Some men don’t need to be attractive, namely dentists, doctors and podiatrists. There’s something unnerving about someone very attractive professionally examining any part of you, especially one’s unpleasantries. But, yes of course mr foot fetish had to be a hunk and trust me, in that little village in Spain I was living – this was like the excitement you have when finding out you had a chip left in a bag when you thought they were all gone.
He immediately spoke in broken English. I was tempted to pretend I was in the wrong place but he noticed my slight limp. Hoping I didnt have smelly feet and wondering if I had matching socks, I stared longingly at foot fetish (it had been a very long time since my last *cough*). I’m on the chair he’s working on my foot and I’m somewhat distracted by the dilemma of deciding what celebrity the top of his head resembled. Suddenly, he looks at me worried and says “it’s very big” which sends me into an uncontrollable fit of giggles.

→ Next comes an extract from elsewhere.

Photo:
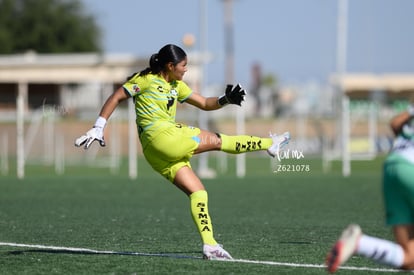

30 minutes later our session is over and foot fetish looks a little addled and sweaty and tells me I’ll have to come back next week. I sarcastically say “I bet you can’t wait” he tells me I’m right and we arrange to meet for coffee on Thursday.
I go back to my housemate and we look at my foot, unmatching socks, never been manicured nails and open the vodka, debating whether or not my foul foot could be the start of something good.
Thursday comes and I’m now in a panic. My foot is swollen and I can’t fit into heels. It’s my time of the month and the hormones have decided to let me ask myself questions like “do you think he will want you to wear socks in bed” but my fab roomie tells me I’m being ridiculous and all he will remember is my pretty face.
I ask the venue, he asked the time. I say looking forward to it in google translated Spanish and he replies “how’s the foot”. I quickly crawled back under the duvet and never text back. And yes, those are my actual feet in the picture, still gross 5 years later.